She has long been a symbol for mid-20th century moral panic, a censorious crusader quixotically tilting at the windmills of sexual liberation and social liberalism, but a senior BBC broadcaster has suggested the legacy of Mary Whitehouse may be due for reappraisal.
Samira Ahmed, who grew up in 1970s and 80s watching the much-mocked campaigner against perceived immorality in the British media “demonised and mocked as a puritanical harridan”, has produced an hour-long Radio 4 programme on Whitehouse’s diaries, which were donated to the University of Oxford’s Bodleian Library and cover 30 years of her life.

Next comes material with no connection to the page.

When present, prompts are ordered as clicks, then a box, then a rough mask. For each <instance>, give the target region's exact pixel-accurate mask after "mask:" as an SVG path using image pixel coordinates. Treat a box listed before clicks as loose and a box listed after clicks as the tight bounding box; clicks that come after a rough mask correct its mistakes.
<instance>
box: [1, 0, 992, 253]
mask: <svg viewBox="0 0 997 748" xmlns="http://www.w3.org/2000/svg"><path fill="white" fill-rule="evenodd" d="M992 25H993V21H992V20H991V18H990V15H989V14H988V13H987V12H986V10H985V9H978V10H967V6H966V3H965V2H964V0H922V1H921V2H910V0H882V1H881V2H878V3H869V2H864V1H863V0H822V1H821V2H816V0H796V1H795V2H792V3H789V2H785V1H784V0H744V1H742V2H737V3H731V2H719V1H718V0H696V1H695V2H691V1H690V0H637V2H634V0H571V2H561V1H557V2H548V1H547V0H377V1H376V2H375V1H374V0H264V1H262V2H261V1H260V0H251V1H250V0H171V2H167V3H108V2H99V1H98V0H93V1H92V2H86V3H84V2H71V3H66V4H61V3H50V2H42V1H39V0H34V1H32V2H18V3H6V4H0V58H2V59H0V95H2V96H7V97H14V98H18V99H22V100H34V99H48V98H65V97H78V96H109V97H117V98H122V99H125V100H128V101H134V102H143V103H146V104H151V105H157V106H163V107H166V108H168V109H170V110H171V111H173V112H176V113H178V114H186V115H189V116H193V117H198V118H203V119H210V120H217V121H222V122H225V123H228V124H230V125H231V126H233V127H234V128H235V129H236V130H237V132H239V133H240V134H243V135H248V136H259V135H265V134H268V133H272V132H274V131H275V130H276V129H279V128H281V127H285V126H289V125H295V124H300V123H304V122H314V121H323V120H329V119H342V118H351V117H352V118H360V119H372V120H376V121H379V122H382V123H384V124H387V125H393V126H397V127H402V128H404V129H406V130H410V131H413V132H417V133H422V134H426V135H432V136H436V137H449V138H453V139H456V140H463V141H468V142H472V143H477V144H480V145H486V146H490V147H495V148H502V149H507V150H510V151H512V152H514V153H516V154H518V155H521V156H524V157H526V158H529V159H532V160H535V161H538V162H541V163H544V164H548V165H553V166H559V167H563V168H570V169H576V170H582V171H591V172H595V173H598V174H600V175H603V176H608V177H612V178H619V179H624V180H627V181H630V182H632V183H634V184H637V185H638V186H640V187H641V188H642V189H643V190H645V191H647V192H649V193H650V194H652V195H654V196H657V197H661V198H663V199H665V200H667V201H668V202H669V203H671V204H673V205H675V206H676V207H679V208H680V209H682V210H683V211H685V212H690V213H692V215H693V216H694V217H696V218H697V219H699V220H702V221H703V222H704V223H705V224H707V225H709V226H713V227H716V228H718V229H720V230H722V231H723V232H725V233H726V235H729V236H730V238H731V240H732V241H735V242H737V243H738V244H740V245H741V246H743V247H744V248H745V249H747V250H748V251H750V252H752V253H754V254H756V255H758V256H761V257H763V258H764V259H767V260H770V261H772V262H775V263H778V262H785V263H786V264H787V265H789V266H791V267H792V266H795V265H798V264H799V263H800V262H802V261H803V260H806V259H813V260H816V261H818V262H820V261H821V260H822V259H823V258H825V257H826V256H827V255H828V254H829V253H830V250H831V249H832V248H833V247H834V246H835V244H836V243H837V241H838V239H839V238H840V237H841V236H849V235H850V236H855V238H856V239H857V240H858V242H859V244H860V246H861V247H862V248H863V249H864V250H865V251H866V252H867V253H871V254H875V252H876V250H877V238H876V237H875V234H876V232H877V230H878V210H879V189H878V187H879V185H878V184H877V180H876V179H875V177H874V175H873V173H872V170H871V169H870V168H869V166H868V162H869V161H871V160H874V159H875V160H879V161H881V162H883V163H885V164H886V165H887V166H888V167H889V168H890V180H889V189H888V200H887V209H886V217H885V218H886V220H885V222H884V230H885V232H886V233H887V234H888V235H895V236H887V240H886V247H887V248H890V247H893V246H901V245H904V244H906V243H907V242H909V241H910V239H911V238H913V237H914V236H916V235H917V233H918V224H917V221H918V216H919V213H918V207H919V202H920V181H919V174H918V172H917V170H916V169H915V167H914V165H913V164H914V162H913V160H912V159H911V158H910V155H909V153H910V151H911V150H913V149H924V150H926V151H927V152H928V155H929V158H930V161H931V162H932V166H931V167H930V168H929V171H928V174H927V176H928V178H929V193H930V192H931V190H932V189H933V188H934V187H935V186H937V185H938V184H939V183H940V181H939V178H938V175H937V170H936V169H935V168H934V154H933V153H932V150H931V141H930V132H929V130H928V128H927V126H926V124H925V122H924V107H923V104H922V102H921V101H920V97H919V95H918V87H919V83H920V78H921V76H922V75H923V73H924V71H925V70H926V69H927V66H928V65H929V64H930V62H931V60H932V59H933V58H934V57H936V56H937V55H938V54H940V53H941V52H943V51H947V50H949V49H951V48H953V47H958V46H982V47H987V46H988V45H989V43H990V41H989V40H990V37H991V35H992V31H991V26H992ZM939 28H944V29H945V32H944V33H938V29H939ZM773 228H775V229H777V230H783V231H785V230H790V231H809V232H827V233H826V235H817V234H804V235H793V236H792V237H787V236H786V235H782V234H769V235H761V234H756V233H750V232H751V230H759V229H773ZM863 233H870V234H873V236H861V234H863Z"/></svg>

As a schoolteacher from the Midlands, Whitehouse came to prominence in 1964 after launching a campaign to clean up the BBC’s output. From then she became a regular feature in the media and on the BBC itself, giving speeches all over the country in defence of traditional marriage, heterosexuality and polite language.
Ahmed said she wondered whether, as an older woman, she might now be able to understand what drove the campaigner.
She told Radio Times she found herself impressed by Whitehouse and often smiled at the diary entries, which reflected “a witty woman who loved fashion, enjoyed a lively argument and liked the company of young people”.
“Her account of a phone call in which she harangued David Attenborough – then controller of BBC2 – over showing a sexually explicit film convinced me the experience may well have made him return to wildlife presenting, feeling safer in the jungle. Perhaps we owe her a debt of gratitude,” Ahmed said.
The presenter suggested Whitehouse’s concerns echoed contemporary debates about the government’s forthcoming legislation which could result in online age checks for adult material. “Her lobbying created laws banning the making of child pornography, indecent displays of porn magazines in newsagents and forced the vetting of home videos – all protections we now take for granted,” she said. “The current online harms bill is trying to address dangers she warned of 40 years ago.”
Ahmed said she could not make excuses for Whitehouse’s strong religious belief that homosexuality was sinful. But she praised her for facing down media executives “who sneered at this grey-haired Midlands schoolteacher” and for running a “relentless lifelong campaign to tighten obscenity laws and regulate digital technology in order to protect children”.
Towards the end of Whitehouse’s life she had become a figure of mockery, even being namechecked in the title of a BBC comedy show. But Ahmed said there was a case for nuance in judging Whitehouse’s legacy.
She said: “At the time people joked about her objections to violence in children’s TV shows such as Doctor Who, but producers are far more sensitive as a result to what we see on screen, including the exploitation of young actors in sexually explicit scenes.”